The new genetic map should bolster research into a number of diseases whose onset is associated with a combination of genetic predisposition and changes to the body’s roster of bacteria.
“It’s likely this work will lead to new treatments for [the inflammatory bowel disorder] Crohn’s disease, new treatments for diabetes and metabolic diseases, new treatments for even other diseases, like eczema,” said Michael Fischbach, a biologist at the University of California, San Francisco, who wasn’t involved in the project.
Dr. Fischbach cautioned that “it’s going to take a long time” before new drugs might be available, because there remains much to sort out—not only the interplay between genetics and bacteria but also the wide variations in the bacteria on different people’s bodies.
Microbes have inhabited people since the beginning of human history, researchers say. “Most of the time we live in harmony” with them,” said Eric Green, director of the National Human Genome Research Institute. They play critical roles in digestion and other processes important for human survival.
But sometimes, the beneficial relationship breaks down, resulting in disease.
“We need to understand better what the normal microbiome is like and what happens to it when it changes to cause or influence disease,” Dr. Green said.
The findings, reported in papers published by Nature and the Public Library of Science, were based on samples from 242 healthy volunteers in the U.S., from such sites as the mouth, nose, skin, intestine and vagina. They were analyzed with advanced versions of the DNA-sequencing machines used to map DNA in the Human Genome Project.
While that effort determined that there are about 22,000 human genes, the new project found more than eight million genes in the human microbiome—the microorganisms living in or on the human body. It identified more than 10,000 species of microbes.
“This gives us a reference set of genes and microbes from healthy individuals,” said James Servalovic, director of the Texas Children’s Microbiome Center at Baylor College of Medicine and one of the researchers on the project.
The plan is to do similar analyses of the microbiomes of children, the elderly and people from continents such as Africa and South America, as well as people with disease, to help unravel the role the microbes play in maintaining health or causing disease.
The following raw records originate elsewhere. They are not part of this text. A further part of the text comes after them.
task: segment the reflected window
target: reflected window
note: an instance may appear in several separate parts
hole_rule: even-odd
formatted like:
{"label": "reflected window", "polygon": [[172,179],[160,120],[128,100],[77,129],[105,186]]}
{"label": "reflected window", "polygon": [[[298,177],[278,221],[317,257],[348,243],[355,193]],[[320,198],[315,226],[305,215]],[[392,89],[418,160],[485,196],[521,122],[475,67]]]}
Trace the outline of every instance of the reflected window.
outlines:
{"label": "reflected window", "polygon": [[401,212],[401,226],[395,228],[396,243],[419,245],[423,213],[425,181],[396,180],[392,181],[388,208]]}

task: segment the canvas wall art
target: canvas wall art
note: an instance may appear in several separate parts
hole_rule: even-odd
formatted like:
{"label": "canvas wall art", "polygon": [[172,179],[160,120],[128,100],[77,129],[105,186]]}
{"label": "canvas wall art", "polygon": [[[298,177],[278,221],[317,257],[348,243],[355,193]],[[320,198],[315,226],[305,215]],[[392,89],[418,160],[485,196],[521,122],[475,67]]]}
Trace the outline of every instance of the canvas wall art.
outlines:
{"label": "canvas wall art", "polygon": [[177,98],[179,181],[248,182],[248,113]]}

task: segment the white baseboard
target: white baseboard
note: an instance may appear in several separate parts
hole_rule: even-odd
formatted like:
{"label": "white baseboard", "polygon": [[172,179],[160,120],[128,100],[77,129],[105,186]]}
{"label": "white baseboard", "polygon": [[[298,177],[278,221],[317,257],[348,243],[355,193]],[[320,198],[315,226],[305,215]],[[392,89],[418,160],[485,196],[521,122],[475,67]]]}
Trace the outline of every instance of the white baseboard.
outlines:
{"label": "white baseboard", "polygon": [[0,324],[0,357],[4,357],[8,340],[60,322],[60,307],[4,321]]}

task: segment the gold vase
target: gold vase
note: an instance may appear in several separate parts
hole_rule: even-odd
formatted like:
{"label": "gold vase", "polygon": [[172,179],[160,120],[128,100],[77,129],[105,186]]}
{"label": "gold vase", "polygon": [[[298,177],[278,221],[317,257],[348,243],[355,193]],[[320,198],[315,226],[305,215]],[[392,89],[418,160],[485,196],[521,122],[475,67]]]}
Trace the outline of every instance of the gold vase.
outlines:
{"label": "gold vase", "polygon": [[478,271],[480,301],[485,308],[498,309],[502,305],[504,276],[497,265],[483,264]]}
Future research will look at how the microbiome is “established in infants and maintained throughout life,” said Bruce Birren, co-director of the Genome Sequencing and Analysis Program at the Broad Institute of MIT and Harvard.
How microbes are modified by individual lifestyle, environmental exposure and interaction with human genes and disease is part of an ambitious research agenda scientists hope will lead to new strategies, medicines and foods to maintain health and treat disease.
For instance, learning which microbes in the gut regulate functions such as the digestion of fat or proteins could help in the fight against obesity, researchers said. A better understanding of the bacteria Clostridium difficile, which attacks hospital patients, could provide better tools to treat and prevent hospital infections, they added.